OPINIóN
Actualizado 30/04/2014
Manuel Alcántara

La fantasía del hombre invisible ha iluminado la ficción desde tiempo inmemorial y ha alimentado tanto los sueños de la niñez como la quimérica avidez de ciertos servicios especiales de estados en mayor o menor medida totalitarios. Se trata de escenarios en los que la intromisión en la vida del otro sin su conocimiento y contra su voluntad conjugan una propuesta excitante. Hacerse invisible, por otra parte, ha supuesto una propuesta de vida en la que el sujeto de manera voluntaria quiere permanecer oculto a los ojos del otro. Uno actúa así a veces en aras de reservar su intimidad por motivos muy diferentes que van desde la timidez a la autoprotección.

En Guatemala, como en muchos otros países, la invisibilidad tiene un componente muy especial que se aleja tanto del sueño de las fantasías infantiles como de las estrategias al uso preservadoras de la intimidad.
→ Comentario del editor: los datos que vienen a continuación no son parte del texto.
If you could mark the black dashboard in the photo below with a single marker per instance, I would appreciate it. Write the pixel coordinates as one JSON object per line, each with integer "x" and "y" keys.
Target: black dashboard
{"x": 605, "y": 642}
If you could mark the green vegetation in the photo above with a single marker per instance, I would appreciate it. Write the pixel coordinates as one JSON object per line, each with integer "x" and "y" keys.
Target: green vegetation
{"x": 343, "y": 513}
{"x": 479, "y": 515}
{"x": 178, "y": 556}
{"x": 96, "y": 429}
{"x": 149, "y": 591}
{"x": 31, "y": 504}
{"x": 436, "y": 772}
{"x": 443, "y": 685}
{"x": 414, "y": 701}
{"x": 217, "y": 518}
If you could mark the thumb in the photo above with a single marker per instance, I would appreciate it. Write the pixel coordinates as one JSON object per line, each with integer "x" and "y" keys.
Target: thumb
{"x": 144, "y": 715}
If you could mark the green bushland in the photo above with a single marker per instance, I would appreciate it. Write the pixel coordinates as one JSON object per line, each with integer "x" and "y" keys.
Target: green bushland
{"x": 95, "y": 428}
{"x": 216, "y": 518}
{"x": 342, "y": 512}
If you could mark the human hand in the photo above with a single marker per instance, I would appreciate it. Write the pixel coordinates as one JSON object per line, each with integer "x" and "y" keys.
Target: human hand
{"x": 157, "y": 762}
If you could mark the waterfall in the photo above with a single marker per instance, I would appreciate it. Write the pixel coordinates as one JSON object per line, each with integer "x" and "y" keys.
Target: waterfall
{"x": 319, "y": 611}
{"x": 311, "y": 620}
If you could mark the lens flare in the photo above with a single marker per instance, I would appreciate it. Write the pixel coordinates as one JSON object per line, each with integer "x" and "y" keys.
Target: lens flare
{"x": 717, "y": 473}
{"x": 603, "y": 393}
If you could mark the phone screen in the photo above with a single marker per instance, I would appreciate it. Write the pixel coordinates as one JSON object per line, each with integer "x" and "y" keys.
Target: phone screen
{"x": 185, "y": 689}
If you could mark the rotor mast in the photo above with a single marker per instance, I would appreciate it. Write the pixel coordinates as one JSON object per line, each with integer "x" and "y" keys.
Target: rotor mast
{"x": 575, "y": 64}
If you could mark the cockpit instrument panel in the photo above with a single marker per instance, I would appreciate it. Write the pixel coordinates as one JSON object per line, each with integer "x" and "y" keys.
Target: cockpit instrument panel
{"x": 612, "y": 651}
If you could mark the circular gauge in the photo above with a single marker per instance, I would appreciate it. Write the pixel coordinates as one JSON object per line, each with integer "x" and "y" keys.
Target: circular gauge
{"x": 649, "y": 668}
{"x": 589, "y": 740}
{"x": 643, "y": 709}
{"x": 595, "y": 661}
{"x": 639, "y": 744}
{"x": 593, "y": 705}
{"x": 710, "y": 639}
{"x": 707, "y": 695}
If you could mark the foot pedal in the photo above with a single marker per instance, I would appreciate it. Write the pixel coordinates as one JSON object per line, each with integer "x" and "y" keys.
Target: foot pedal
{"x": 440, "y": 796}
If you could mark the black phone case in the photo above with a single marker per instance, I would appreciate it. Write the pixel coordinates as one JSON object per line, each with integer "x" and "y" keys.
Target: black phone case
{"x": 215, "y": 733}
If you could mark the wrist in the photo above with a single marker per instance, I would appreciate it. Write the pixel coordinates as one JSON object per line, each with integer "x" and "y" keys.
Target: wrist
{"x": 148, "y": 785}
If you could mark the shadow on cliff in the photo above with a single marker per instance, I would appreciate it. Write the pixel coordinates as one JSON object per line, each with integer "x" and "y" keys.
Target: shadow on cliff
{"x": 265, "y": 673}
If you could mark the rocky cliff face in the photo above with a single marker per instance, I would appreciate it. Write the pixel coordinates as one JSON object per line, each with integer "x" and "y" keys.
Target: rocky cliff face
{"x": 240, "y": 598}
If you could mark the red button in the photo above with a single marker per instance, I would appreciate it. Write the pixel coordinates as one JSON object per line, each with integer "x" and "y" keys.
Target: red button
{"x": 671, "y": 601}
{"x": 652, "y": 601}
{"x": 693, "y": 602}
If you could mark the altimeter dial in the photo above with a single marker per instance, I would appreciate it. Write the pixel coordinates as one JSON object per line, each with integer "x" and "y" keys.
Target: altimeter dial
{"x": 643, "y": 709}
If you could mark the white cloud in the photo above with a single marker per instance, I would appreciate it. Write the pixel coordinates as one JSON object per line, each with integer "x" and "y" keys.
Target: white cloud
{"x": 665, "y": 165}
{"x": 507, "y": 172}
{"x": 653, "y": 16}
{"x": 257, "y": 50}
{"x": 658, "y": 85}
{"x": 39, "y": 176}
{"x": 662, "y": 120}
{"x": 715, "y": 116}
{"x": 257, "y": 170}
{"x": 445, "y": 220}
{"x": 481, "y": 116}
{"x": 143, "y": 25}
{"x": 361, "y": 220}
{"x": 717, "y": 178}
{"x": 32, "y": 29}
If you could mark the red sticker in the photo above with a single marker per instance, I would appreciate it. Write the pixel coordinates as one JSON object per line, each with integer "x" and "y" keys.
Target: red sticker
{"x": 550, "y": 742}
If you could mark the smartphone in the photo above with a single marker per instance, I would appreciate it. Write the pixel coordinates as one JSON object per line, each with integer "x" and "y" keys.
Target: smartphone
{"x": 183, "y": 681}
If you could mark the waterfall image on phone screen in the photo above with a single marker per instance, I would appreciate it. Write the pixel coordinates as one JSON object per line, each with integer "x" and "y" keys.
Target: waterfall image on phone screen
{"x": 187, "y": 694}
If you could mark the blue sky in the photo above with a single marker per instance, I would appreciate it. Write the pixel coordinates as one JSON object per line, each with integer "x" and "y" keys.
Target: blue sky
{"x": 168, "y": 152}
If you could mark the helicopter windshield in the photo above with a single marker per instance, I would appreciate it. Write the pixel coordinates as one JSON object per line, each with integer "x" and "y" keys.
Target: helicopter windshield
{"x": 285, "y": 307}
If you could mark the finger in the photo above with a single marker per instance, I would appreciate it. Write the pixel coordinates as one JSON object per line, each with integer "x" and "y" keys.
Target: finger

Sucede que millones de personas son invisibles ante otras tantas y lo son mediante el proceso histórico siniestro del ninguneo al indígena. Ya sé que la segregación en otras sociedades también está presente en ese caso por motivos económicos, pero la configurada en base al color de la piel y a la identidad cultural tiene un componente más siniestro.

Ser invisible cuando tu piel, tu habla, tu vestimenta, tus costumbres te identifican como un grupo mayoritario es, además, una suerte de ejercicio de malabarismo socio cultural que me impresiona profundamente. Un juego de espejos donde la hipocresía reluce por doquier y la igualdad ante la ley no es sino un mero artificio. Tener la capacidad de ignorar a quien pasa a tu vera, ningunear aspiraciones, encubrir decisiones políticas amparadas por la afirmación de que "son diferentes", es la perversión de la convivencia donde el otro se desintegra como por encantamiento, una actitud aviesa a la que quizá yo mismo, con el tiempo, terminara acostumbrándome.